Junxian He1,2,4, Jindong Li3,5, Yanqing Li1,2,4, Zhenhan Xu1,2,4, Menghui Ma1,2,4, Haicheng Chen1,2,4, Peigen Chen1,2,4, Linyan Lv1,2,4, Xuejun Shang3, Guihua Liu1,2,4
  • 1Reproductive Medicine Center, The Sixth Affiliated Hospital, Sun Yat-Sen University, Guangzhou 510655, China
  • 2Biomedical Innovation Center, The Sixth Affiliated Hospital, Sun Yat-Sen University, Guangzhou 510655, China
  • 3Department of Andrology, Jinling Hospital, The First School of Clinical Medicine, Southern Medical University, Nanjing 210002, China
  • 4Guangdong Engineering Technology Research Center of Fertility Preservation, Guangzhou 510655, China
  • 5Department of Urology, Central South University Xiangya School of Medicine Affiliated Haikou Hospital, Haikou 570100, China
* Equal contribution
Received: October 10, 2023Accepted: December 29, 2023Published: February 12, 2024

Copyright: © 2024 He et al.

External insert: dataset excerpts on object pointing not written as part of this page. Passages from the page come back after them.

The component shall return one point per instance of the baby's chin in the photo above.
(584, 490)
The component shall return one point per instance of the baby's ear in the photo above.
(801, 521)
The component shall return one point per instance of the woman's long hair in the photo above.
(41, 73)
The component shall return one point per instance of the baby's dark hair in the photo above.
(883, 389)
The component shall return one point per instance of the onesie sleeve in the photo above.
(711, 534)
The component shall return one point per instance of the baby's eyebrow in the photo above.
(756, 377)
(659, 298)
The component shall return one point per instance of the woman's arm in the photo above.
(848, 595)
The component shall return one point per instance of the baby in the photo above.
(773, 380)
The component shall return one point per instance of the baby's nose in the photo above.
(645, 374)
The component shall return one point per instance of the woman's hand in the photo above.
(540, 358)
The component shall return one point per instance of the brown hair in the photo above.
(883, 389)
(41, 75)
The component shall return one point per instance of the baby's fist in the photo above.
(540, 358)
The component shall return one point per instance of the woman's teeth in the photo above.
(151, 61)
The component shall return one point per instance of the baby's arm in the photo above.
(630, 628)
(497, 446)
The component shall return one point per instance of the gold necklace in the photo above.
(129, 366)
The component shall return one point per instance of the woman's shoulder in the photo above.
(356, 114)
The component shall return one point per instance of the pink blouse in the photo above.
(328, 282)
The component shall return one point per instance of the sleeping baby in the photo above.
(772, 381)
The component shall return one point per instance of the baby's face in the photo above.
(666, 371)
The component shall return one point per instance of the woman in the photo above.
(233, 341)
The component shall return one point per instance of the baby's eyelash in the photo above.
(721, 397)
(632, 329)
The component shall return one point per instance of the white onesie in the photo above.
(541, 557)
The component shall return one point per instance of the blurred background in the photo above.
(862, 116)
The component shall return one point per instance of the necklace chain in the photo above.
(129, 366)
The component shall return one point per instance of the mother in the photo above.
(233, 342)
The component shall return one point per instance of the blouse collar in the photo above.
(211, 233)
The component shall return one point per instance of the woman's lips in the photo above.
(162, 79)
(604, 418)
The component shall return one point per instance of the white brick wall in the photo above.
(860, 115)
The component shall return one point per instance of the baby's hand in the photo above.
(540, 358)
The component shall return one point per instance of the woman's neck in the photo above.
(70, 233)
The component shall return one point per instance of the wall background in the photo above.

This is an open access article distributed under the terms of the Creative Commons Attribution License (CC BY 4.0), which permits unrestricted use, distribution, and reproduction in any medium, provided the original author and source are credited.

Abstract

The male reproductive system experiences degradation with age, predominantly impacting the testes. Testicular aging can result in failure to produce physiological testosterone levels, normal sperm concentrations, or both. However, we cannot predict the onset of testicular aging in advance. Using single-cell RNA sequencing (scRNA-seq) from Gene Expression Omnibus (GEO) database, we conducted cell-cell communication network of human testis between older and young group, indicating Leydig cells’ potential role in spermatogenesis microenvironment of aging testis. And we depicted the senescence-Associated Secretory Phenotype (SASP) features of aging testis by identifying differentially expressed senescence-associated secretory phenotype (SASP)-related genes between two group. Notably, IGFBP7 mainly expressed in Leydig cells of those differentially expressed SASP-related genes in aging testis. Furthermore, IGFBP7 protein located in the interstitial compartment of older mice confirmed by immunofluorescence and highly expressed in both human seminal plasma and mouse testis in the older group confirmed through Western blot. Together, our findings suggest that IGFBP7 may be a new biomarker of testicular aging.